Re: [cabfpub] [EXTERNAL]Re: Revised Notice of Review Period - Ballot 198 - .Onion Revisions

[Ben Wilson via Public]

In response to Jeremy’s post, the Governance Reform WG could re-examine 
sections 2.2 and 2.3 of the Bylaws and make suggested improvements as the WG 
works on other sections of the Bylaws.  The goal would be to write clearer 
rules on how ballots are to be submitted, interpreted, and incorporated into 
guidelines.

 

In response to Ryan’s comments below, I would like to emphasize the importance 
of the redlined version—it is by looking at how proposed edits to the official 
text (in between motion begins and motion ends), will be incorporated into the 
document that the ballot proposer (and we, who should all be reviewing the 
redline) can spot any inconsistencies.  These inconsistencies happen too often, 
and we should be looking at ways to minimize their occurrence.  (Also, if you 
have a ballot, there are currently two ways to create a redlined version—Github 
and Word versions on the wiki.)

 

From: Public [mailto:public-boun...@cabforum.org] On Behalf Of Ryan Sleevi via 
Public
Sent: Tuesday, May 16, 2017 2:00 PM
To: Kirk Hall <kirk.h...@entrustdatacard.com>
Cc: Ryan Sleevi <sle...@google.com>; CA/Browser Forum Public Discussion List 
<public@cabforum.org>
Subject: Re: [cabfpub] [EXTERNAL]Re: Revised Notice of Review Period - Ballot 
198 - .Onion Revisions

 

Right, to be clear, I was not suggesting you made a mistake. You did everything 
by the book :)

 

Rather, your Review Notice included the balloted text (motion begins/motion 
ends), but not the redline. In Jeremy's "ballot-thing" (for I don't know what 
we want to term it), there was the text you included - and the redline.

 

This is one of those ambiguities in the Bylaws and IP Policy that I was trying 
to call out. Is the Ballot (e.g. the thing called Ballot in the Bylaws) 
https://cabforum.org/pipermail/public/2017-April/010706.html ? If so, then the 
Ballot is 'both' the text you included, and the redlines. In Jeremy's case, the 
two were in conflict - the redline presented something different than the 
motion text.

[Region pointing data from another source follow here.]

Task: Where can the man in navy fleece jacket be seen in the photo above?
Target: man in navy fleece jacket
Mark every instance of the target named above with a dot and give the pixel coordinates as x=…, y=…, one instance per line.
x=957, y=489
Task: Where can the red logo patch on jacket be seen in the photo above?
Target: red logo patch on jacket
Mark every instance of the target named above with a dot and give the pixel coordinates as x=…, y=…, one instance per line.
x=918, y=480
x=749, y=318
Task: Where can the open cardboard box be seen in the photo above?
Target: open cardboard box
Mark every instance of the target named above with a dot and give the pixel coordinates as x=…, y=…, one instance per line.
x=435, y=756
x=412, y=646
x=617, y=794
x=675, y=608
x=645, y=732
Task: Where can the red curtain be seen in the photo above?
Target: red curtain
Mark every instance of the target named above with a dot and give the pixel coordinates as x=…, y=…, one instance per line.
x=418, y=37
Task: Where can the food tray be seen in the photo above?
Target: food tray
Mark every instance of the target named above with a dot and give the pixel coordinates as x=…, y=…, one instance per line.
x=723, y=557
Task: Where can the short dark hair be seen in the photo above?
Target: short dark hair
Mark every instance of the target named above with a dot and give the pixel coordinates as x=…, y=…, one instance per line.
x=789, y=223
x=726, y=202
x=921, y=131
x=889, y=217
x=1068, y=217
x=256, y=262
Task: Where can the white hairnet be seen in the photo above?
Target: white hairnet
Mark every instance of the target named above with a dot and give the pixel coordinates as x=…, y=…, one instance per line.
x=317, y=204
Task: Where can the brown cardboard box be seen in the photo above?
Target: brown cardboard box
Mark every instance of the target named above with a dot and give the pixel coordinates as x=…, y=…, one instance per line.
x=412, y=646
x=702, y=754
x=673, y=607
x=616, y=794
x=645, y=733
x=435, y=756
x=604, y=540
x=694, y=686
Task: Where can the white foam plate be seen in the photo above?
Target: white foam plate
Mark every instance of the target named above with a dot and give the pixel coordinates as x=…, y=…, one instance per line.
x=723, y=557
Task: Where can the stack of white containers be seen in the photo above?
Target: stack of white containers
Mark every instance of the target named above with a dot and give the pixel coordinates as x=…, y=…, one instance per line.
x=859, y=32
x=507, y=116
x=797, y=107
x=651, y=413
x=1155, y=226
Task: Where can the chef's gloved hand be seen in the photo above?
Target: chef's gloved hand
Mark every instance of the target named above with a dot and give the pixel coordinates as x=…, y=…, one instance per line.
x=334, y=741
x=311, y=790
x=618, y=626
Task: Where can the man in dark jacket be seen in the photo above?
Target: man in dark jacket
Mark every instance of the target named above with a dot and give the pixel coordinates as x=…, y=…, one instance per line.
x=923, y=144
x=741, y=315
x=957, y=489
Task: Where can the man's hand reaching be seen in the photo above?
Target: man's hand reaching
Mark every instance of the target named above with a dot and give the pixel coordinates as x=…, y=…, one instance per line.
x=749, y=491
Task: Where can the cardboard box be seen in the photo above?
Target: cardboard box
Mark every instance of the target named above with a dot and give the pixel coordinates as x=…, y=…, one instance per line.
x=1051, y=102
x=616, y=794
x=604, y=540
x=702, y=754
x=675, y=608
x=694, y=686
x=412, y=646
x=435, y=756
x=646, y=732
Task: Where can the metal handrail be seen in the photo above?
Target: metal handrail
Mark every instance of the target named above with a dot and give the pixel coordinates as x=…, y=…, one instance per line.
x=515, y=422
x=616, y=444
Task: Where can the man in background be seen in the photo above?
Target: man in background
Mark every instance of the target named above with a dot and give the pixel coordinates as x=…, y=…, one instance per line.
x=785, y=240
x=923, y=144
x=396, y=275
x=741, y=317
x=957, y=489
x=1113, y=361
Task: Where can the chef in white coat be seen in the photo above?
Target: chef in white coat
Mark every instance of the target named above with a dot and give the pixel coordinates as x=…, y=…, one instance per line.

The Bylaws describe a Ballot as including a redline/comparison 
(which Jeremy did), but it's different than what the motion begins/ends text 
says.

 

I can't seem to find any requirements on the form of Review Notice, but it 
sounds like we're in agreement that, regardless of what the Review Notice 
states, what it applies to is "the Ballot". If we agree the Ballot is the 
motion begins/ends text (e.g. what you've published in the Review Notice, and 
what was voted on), then that's what it applies to. If we agree the Ballot is 
on the redline text (e.g. what Ben shared), then the Review Notice and the 
Ballot are different, but the Ballot still supercedes the Review Notice.

 

On Tue, May 16, 2017 at 3:43 PM, Kirk Hall <kirk.h...@entrustdatacard.com 
<mailto:kirk.h...@entrustdatacard.com> > wrote:

I have not followed all the details of this discussion, but I will offer my 
opinion on one point: any errors in the Review Notice do not affect the ballot 
or results of voting on the ballot.

 

For this ballot, if I included the wrong text in the Review Notice, can Jeremy 
please send me the correct text and I will circulate a corrected Review Notice 
and start the voting over again.

 

I typically look for the original ballot on the list from the proposer that 
started the process (plus any revisions that occurred during the discussion 
period), and put that in the Review Notice after a successful vote.  I’m not 
sure if that caused a mistake here.

 

From: Public [mailto:public-boun...@cabforum.org 
<mailto:public-boun...@cabforum.org> ] On Behalf Of Ryan Sleevi via Public
Sent: Tuesday, May 16, 2017 11:39 AM
To: CA/Browser Forum Public Discussion List <public@cabforum.org 
<mailto:public@cabforum.org> >
Cc: Ryan Sleevi <sle...@google.com <mailto:sle...@google.com> >
Subject: [EXTERNAL]Re: [cabfpub] Revised Notice of Review Period - Ballot 198 - 
.Onion Revisions

 

As Ben has highlighted, the result of 198 created a new set of issues.

 

Kirk's original message includes the full text of the ballot (MOTION BEGINS), 
which, unfortunately, used text different from what was adopted in Ballot 144 
(and part of the current EVGs) when Jeremy made his modifications.

 

In examining 198 - https://cabforum.org/pipermail/public/2017-April/010706.html 
- it's clear in Jeremy's redlined versions (which, mistakenly, I reviewed as 
truth), the 'intent' was a small change. See 
https://cabforum.org/pipermail/public/attachments/20170424/80683ba2/attachment-0001.pdf

 

However, as Balloted, it requires a full replacement of the text adopted in 
144, in a way that's structurally incompatible with the ASN.1 encoding.

 

Worse, this is something that was discussed during the voting reform 
discussions - both situations where redlines and text differ (as in this case) 
and questions about redlining as 'source of truth'. We tried to address it as 
best as possible, but also somewhat punted the issue as unlikely :)

 

I think it's worth highlighting this concern broadly, because we have several 
possible interpretations:

 

1) The MOTION BEGINS/MOTION ENDS is authoritative (e.g. as Kirk has distributed)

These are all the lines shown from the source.